The SNOPES corpus is constructed from claims curated on the Snopes fact-checking website. For each claim, the authors extract: - The claim text and associated verdict (false, mostly false, mostly true, true, or unproven/mixture) - Evidence text snippets (ETSs) from Snopes articles, with sentence-level granularity - Fine-grained evidence (FGE) annotations via crowdsourcing: crowd workers label which sentences in ETSs directly support or refute the claim - Stance annotations: explicit labels for whether ETSs support, refute, or express no stance toward the claim - Original documents (ODCs) retrieved from URLs provided by Snopes fact-checkers

The corpus covers diverse domains including news, social media, blogs, and other web sources. The annotation process employs multiple crowd workers per instance, with inter-annotator agreement measured via Cohen's Kappa and MACE agreement computation.

Results¶

Corpus statistics: - 6,422 claims with 14,296 related documents - 16,509 evidence text snippets (average 6.5 sentences per ETS) - 8,291 fine-grained evidence sets - Heavily skewed toward false claims (45.8% false vs. 10.3% true) - Stance distribution: 40.8% support, 13.7% refute, 45.5% no stance

Model performance (stance detection): - AtheneMLP (feature-based MLP): F1 = 0.596 (best performer) - DecompAttent: F1 = 0.534 - USE+MLP: F1 = 0.434 - Random baseline: F1 = 0.333

Evidence extraction (ranking setup, recall@5): - rankingESIM: recall = 0.507 - BilSTM: recall = 0.637 (best performer) - TF-Idf: recall = 0.601 - DecompAttent: recall = 0.627

Claim validation: - BertEmb: best performer with F1 ≈ 0.485 (macro) - extendedESIM: F1 = 0.454

The corpus is more challenging than FEVER due to heterogeneous sources and unreliable evidence.
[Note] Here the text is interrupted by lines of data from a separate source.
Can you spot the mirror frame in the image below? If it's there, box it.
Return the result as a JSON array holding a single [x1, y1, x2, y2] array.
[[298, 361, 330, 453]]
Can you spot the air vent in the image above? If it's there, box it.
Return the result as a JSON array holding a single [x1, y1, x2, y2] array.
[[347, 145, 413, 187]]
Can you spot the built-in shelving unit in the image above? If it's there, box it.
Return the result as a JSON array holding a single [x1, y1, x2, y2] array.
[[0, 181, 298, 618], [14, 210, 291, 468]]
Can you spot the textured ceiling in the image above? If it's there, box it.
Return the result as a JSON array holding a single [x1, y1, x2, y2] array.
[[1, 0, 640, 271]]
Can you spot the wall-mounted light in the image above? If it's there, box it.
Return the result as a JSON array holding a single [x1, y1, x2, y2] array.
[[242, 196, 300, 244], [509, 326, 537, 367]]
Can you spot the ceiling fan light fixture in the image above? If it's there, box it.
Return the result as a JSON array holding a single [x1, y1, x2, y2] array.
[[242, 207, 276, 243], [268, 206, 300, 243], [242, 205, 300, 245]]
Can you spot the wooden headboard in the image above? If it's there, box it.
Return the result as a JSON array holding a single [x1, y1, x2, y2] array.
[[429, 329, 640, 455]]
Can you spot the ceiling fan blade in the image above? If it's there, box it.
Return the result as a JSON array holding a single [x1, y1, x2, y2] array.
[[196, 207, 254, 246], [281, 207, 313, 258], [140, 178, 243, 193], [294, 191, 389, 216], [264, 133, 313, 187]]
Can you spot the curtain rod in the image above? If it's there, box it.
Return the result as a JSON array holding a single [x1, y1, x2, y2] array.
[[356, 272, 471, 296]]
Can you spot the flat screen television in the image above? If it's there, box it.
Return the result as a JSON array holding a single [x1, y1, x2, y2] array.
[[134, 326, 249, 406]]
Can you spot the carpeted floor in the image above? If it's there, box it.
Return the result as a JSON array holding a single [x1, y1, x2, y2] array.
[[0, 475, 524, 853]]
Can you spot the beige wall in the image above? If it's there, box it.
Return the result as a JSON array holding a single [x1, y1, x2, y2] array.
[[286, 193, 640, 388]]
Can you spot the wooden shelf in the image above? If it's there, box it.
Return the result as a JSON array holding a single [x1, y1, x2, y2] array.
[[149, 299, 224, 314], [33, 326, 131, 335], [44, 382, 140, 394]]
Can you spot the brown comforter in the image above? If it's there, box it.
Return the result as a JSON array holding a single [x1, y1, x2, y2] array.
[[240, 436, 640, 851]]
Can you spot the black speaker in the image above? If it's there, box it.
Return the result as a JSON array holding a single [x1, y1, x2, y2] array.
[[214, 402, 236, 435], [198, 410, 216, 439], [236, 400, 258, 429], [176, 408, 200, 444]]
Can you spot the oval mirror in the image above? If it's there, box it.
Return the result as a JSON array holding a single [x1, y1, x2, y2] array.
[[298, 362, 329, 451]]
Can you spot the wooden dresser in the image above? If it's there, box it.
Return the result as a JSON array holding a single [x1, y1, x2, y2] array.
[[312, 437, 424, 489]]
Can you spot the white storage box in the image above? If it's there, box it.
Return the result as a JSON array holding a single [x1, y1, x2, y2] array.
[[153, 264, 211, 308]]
Error analysis reveals that supporting ETSs are frequently misclassified due to lexical overlap without genuine relevance, and stance is only weakly correlated with verdict (Pearson r = 0.16).

Connections¶

FEVER dataset — compared as the most comprehensive prior resource for fact-checking
LIAR dataset — earlier political claim corpus with limited annotations
Nieminen — surveys fact-checking and automated fact-checking literature
Fact-checking — core topic area
Evidence extraction — one of the four tasks addressed
Stance detection — key subtask evaluated

Notes¶

This is a foundational resource paper for multi-task fact-checking research. The SNOPES corpus fills an important gap by providing diverse, well-annotated claims from heterogeneous sources (unlike FEVER which is primarily Wikipedia-based). The detailed error analysis is particularly valuable, showing that the problem is genuinely challenging: even models achieving respectable scores on stance detection and evidence extraction still fail on claim validation due to the complexity of reasoning over unreliable sources. The work also highlights the trade-off between corpus size/domain coverage and annotation quality—a key constraint in building practical fact-checking systems. The public release of annotations and methodology significantly advanced the field's ability to develop and evaluate end-to-end fact-checking pipelines.